Por Koichiro Matsuura *
Hemos recibido en legado un solo planeta. ¿Qué hemos hecho con él? La Tierra es hoy un patrimonio en peligro, y la propia especie humana corre riesgo.
La Organización de las Naciones Unidas para la Educación, la Ciencia y la Cultura (Unesco) acaba de publicar, bajo la dirección de Jérôme Bindé, la tercera antología de los “Coloquios del siglo XXI”, titulada Firmemos la paz con la Tierra (Ediciones Unesco/Icaria). Con la colaboración de 15 científicos y expertos de fama mundial, como Paul Crutzen, Nicolas Hulot, Javier Pérez de Cuéllar, Michel Serres, Mustafá Tolba, Haroldo Mattos de Lemos y Edward O. Wilson, hemos efectuado una radiografía prospectiva de la crisis ecológica mundial, formulando a la vez una serie de propuestas de acción, y lo esencial se resume en dicho artículo.
Después de la Conferencia de Bali y de los últimos informes del Grupo Intergubernamental de Expertos sobre los Cambios Climáticos (IPCC) debemos preguntarnos si hemos cobrado conciencia de la envergadura de los retos gigantescos que va a tener que afrontar la humanidad en un momento en que el tiempo empieza a faltarnos. No insistiré sobre el diagnóstico, ya que por desgracia el panorama es de sobra conocido: cambio climático, desertización, crisis mundial de los recursos hídricos, deforestación, deterioro de los océanos, erosión acelerada de la biodiversidad y contaminación de aire, suelo, agua dulce y mar.
Las consecuencias económicas y geopolíticas de una situación semejante se han empezado a cuantificar sólo de manera muy reciente. La guerra que hemos declarado a nuestro planeta puede costar tanto como una guerra mundial, tal como se ha señalado en el Informe Stern. Además, después de esa guerra contra la naturaleza corremos el riesgo de desembocar en la guerra de verdad, debido no sólo a la escasez cada vez mayor de energías fósiles y recursos naturales, sino también al desplazamiento de los 150 a 200 millones de “ecorrefugiados” que vaticinan los estudios prospectivos.
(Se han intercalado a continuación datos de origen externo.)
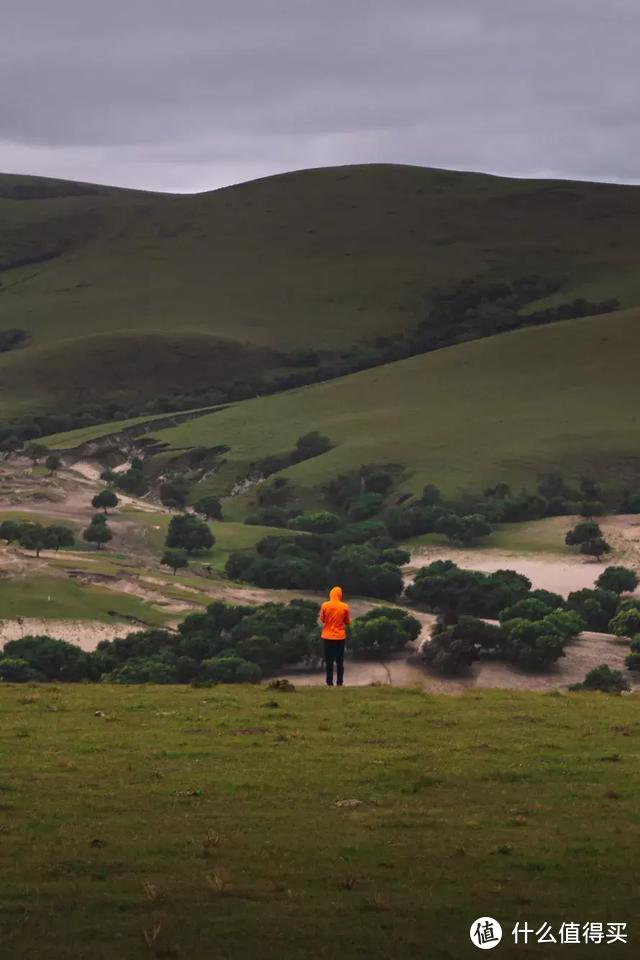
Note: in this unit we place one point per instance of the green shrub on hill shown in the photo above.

Lo que consideramos “problemas” –empezando por el cambio climático– son más bien síntomas de un problema, el del crecimiento material en un mundo finito, cuya existencia ya fue señalada desde 1972 en el informe Los límites del crecimiento, presentado al Club de Roma. Dennis Meadows, coautor de ese texto, nos dice que en ese año “la humanidad estaba por debajo de sus límites, pero ahora está por encima de ellos”. Así lo atestiguan los datos relativos a la huella ecológica de la especie humana, calculados por el equipo de Mathis Wackernagel. En 1972, la utilización humana de los recursos de la Tierra se aproximaba a 85 por ciento del nivel sostenible a largo plazo, mientras hoy día se sitúa en torno a 125 por ciento de ese nivel.
En esas condiciones, ¿puede salvarse todavía la humanidad? Respondemos por la afirmativa a esa interrogante. Sí, la humanidad puede salvarse sin que la especie humana tenga que renunciar al desarrollo y a la lucha contra la pobreza. En vez de contraponer el crecimiento económico y el desarrollo sostenible, tenemos que armonizarlos.
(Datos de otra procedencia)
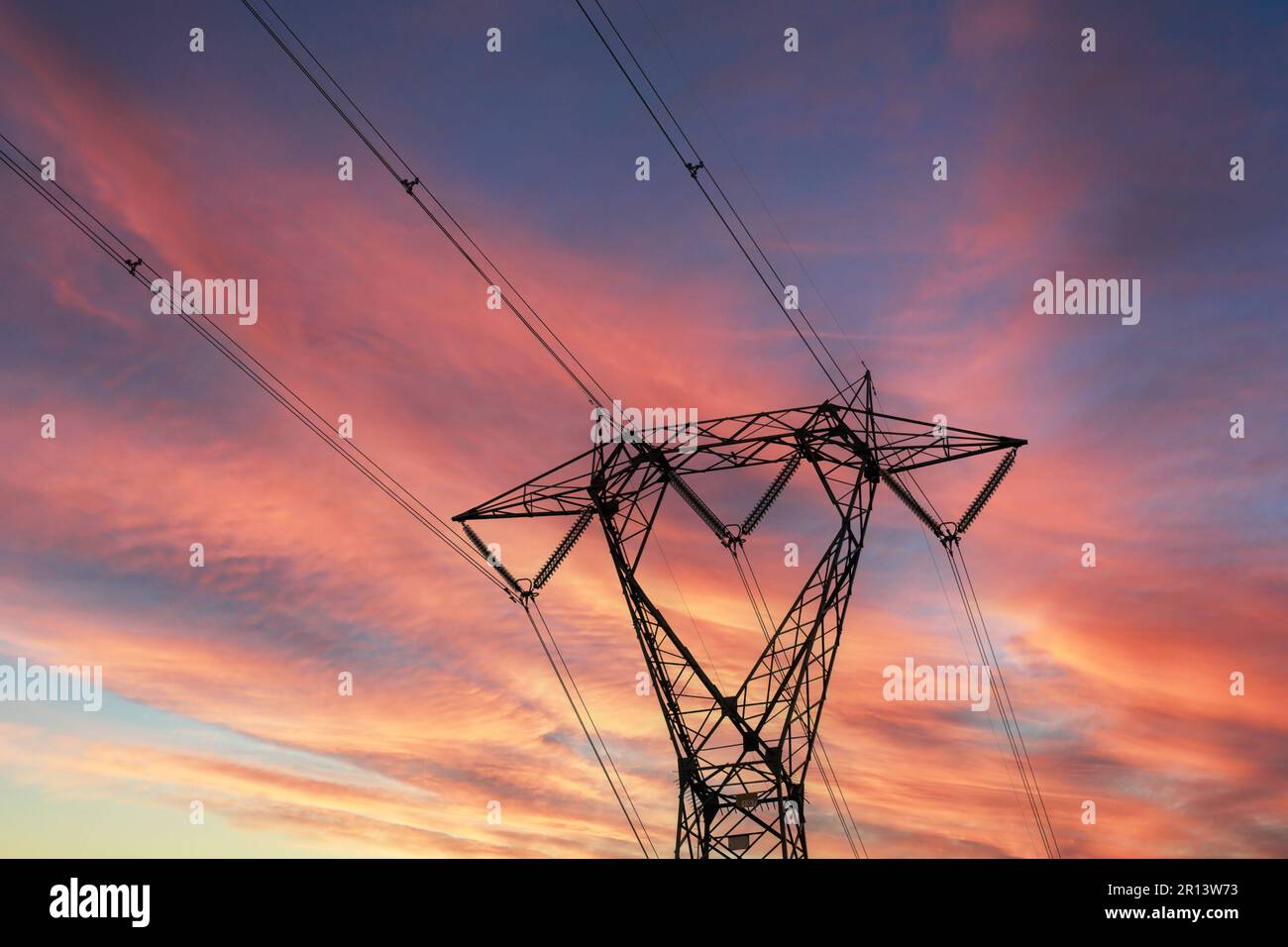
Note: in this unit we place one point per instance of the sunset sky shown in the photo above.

Para lograr esa armonización necesitamos no sólo más ciencia, más sobriedad, menos materia y más acciones concretas, sino también más ética y política, en contra de lo que algunos puedan creer. Necesitamos, en definitiva, un nuevo contrato natural de la humanidad con la Tierra y una ética del futuro.
En primer lugar, requerimos más ciencia. Muchos creen que el enemigo es la tecnociencia. Sin embargo, la mano que inflige la herida es también la que cura. No conseguiremos salvaguardar nuestro planeta y hacer que se salve su “huésped”, la especie humana, si no logramos construir sociedades del conocimiento que den prioridad a la educación y a la investigación. Los desafíos planteados por el desarrollo sostenible exigen que reforcemos nuestras capacidades en materia de previsión y prospectiva. La Unesco, por su parte, ha venido construyendo una base de conocimientos de importancia mundial sobre el medio ambiente y el desarrollo sostenible desde hace varios decenios, en una época en que eran muy pocos los que habían cobrado conciencia de los problemas. Ya en 1949 la Unesco inició el primer estudio internacional sobre las zonas áridas del mundo, y en 1970 creó el Programa sobre el hombre y la biosfera (MAB). Además, sus programas científicos internacionales relativos a los océanos y las ciencias de la tierra son reconocidos como fuentes de recursos únicos en su género. El IPCC ha recurrido ampliamente a la base de conocimientos de todos esos programas de la Unesco, que será preciso seguir enriqueciendo y completando en el futuro.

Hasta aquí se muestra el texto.